Plans for the park include a splash pad water feature, a stage for performances, a large lawn for sports and other recreational activities, dining courts, and a large paved plaza that could be flooded and frozen in the winter to serve as a skating rink. Extensive landscaping and the planting of large trees would also be incorporated in the design.
Landscape architect Randy Lueth, who is working with the city to plan the park, went through a detailed breakdown of the costs of constructing the park at Thursday’s meeting. The two highest cost items in the plan are the splash pad and concert stage. Combined, those items are projected to cost $400,000.

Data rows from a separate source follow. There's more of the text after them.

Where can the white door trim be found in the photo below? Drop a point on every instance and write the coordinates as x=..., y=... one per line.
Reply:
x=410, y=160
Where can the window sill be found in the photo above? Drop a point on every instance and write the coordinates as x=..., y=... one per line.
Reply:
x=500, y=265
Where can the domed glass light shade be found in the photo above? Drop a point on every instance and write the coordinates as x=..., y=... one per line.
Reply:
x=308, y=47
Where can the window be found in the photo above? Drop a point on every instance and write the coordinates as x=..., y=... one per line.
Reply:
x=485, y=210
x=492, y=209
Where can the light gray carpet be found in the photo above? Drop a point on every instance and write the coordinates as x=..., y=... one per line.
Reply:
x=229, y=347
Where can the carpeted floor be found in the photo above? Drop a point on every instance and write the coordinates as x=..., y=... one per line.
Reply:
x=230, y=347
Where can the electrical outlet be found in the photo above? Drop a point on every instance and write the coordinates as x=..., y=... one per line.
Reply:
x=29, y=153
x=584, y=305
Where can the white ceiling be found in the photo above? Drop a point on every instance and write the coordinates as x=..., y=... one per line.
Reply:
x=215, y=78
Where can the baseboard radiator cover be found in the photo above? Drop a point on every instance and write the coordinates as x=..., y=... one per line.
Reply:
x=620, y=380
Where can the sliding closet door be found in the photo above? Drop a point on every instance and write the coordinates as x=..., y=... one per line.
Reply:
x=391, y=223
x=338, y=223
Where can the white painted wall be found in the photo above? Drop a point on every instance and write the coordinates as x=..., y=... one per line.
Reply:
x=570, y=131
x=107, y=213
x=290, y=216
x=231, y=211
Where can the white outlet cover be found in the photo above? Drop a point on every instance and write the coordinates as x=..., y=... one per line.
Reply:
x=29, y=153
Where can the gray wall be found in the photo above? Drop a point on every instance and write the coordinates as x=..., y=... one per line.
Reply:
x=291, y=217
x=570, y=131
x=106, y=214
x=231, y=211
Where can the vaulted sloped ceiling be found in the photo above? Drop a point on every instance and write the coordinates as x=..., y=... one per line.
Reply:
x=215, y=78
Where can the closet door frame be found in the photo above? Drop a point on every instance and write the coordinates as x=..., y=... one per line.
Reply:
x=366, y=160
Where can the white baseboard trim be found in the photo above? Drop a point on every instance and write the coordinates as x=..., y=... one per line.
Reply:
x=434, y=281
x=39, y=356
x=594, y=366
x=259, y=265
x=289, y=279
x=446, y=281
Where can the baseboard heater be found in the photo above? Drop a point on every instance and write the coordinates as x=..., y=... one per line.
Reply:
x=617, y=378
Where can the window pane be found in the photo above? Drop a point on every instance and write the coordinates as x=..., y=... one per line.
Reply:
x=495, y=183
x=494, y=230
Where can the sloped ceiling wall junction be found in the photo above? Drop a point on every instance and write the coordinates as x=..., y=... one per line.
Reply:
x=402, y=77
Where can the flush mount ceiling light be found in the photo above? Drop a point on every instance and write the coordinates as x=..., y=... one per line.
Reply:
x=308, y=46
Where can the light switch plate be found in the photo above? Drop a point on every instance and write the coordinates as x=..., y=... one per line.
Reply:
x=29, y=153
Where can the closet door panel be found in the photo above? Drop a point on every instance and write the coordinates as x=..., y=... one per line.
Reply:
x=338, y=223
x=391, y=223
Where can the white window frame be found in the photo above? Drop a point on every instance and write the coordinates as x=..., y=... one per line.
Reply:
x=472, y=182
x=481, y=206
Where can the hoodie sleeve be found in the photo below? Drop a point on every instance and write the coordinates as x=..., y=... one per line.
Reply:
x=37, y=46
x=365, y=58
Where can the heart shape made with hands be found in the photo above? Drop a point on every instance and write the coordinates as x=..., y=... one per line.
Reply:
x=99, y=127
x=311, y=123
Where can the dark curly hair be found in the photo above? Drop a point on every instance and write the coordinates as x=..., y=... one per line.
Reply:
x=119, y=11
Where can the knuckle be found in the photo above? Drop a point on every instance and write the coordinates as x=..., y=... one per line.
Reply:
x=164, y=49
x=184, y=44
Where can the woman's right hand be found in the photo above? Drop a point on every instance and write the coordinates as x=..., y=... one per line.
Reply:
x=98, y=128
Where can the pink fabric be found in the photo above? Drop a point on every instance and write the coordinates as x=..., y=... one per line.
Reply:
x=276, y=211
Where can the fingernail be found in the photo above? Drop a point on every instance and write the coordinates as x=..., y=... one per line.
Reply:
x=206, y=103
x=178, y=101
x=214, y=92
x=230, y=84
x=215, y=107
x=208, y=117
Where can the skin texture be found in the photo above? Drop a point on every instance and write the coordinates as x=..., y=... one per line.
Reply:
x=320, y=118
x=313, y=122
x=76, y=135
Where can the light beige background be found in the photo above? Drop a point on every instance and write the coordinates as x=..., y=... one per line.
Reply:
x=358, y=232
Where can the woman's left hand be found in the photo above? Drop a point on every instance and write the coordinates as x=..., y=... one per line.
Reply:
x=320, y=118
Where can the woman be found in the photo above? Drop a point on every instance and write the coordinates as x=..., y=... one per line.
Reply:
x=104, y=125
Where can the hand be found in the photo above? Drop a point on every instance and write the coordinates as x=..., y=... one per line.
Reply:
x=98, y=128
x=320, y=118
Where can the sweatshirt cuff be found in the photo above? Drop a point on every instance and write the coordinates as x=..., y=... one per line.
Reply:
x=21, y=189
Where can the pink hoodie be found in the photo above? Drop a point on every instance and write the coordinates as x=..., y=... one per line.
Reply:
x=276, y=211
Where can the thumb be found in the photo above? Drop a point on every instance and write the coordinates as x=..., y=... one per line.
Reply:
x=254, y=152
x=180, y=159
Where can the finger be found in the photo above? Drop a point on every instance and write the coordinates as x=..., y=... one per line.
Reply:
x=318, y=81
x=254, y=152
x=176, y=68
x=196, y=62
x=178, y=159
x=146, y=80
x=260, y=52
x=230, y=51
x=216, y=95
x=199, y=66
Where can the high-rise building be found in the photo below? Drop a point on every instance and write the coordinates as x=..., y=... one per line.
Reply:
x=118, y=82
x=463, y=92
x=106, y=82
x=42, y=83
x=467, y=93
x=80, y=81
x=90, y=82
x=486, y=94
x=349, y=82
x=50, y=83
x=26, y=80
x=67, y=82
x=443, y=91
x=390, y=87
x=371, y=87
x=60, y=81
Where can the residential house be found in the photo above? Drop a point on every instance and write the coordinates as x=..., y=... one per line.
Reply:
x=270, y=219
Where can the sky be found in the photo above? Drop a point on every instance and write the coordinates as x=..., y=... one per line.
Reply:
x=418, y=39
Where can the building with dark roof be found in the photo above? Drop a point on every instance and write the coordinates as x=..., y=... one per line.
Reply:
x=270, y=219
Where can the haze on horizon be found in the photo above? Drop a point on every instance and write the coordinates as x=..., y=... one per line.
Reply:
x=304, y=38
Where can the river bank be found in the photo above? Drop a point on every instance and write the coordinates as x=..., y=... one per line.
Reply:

Marshfield’s Director of Planning and Economic Development Jason Angell said that in funding the potential park, it is likely that $200,000 would come from the city, another $200,000 would come from the Economic Development Board, and the remaining $900,000 would need to be raised via private donations.
“The council has $200,000 in the budget right now for that 200 block area,” Angell said. “The EDB last year in their budget had funding established in there to help with the redevelopment (of the 200 block), but it never got used, so it lapsed back into their general economic development account.”
“I felt like the pricing was (aimed at) a very high quality product, and if there’s places that we think that, ‘Maybe we can’t afford this,’ we’ve got some flexibility up and down on that,” Lueth said of the $1.3 million estimate.
How several features in the proposed park — like the splash pad, stage, and corner entry areas — lend themselves to naming-opportunity donations was discussed as a strategy for raising private funds.
Before any meaningful steps towards advancing the park concept can be taken, the city will launch a campaign to get public input.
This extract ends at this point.